Este rasgo denuncia la relación parasitaria: vive a expensas de otro cuerpo, de
lo contrario queda reducido como puro resto. Entonces a partir de estas
consideraciones se puede decir que el cuerpo del adicto se asemeja al de dicha
figura pesadillezca. En esta analogía resulta importante recordar dos
características que las películas sobre vampiros nunca dejan de mostrarnos. Por
una parte tales figuras, siniestras por cierto, no pueden reflejarse en el
espejo. Por otra cuando chupan la sangre de alguien transforman a esa víctima
en vampiro. Se restituye así algo del orden fallido del transitivismo. El
cuerpo del adicto es el que según su decir vive por y gracias al consumo de la
droga, al tiempo que ésta lo consume y lo parásita.
Es un cuerpo entre la vida y la muerte que
para funcionar ha de recibir “la sangre”, la “prótesis” de la droga. ”Sin ella
no soy nada, ni nadie” suele comentar José.
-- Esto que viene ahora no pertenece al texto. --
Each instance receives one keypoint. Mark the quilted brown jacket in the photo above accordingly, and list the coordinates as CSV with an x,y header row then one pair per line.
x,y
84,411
Y no está hablando de su novia, ni
de persona alguna. Está hablando de la cocaína, “su motor”, “sus pilas”.
El joven capturado en un dispositivo de dependencia
vive su cuerpo en una dimensión real, de órganos que le pertenecen o le faltan.
Dimensión del autoerotismo previo a la reflexión especular. La fase
identificatoria del espejo ha sido inoperante. En la primera vuelta a falta de
una mirada de sostén y reconocimiento: sólo ha encontrado una órbita vacía[10], la
misma en la que dice caer cuando le falta la droga. Por eso la satisfacción
pulsional es directa, es desnuda. Por eso lo situamos en una dimensión que está
más allá del principio del placer. Si el sueño es el guardián del dormir, es
también el guardián del cuerpo. Mientras que en el sueño se alucina inventando
representaciones del deseo, la droga es para el adicto la restitución al cuerpo
de un órgano faltante, una “prótesis psíquica” que se constituye en el
equivalente de una formación alucinatoria, José como otros tantos, no puede
soñar; no puede a través del sueño inventarse cuerpos que lo representen y que
representen su deseo. La pesadilla tampoco se le aparece de noche solo como un
mal sueño. Es su sueño permanente. De día y de noche se debate entre el cuerpo
paralizado, apresado, desvitalizado y el de una errancia sonámbula permanente y
dislocada.
Restablecer y/o construir la vía que va de la droga al
sueño, del goce mortífero del trauma a la ligazón, del cuerpo de la pesadilla
al cuerpo erógeno del sueño y su despertar, es el difícil y complicado camino
que el psicoanalista debe procurar que transite el paciente toxicómano, camino
que casi nunca o sólo muy pocas veces, éste, lo ha recorrido.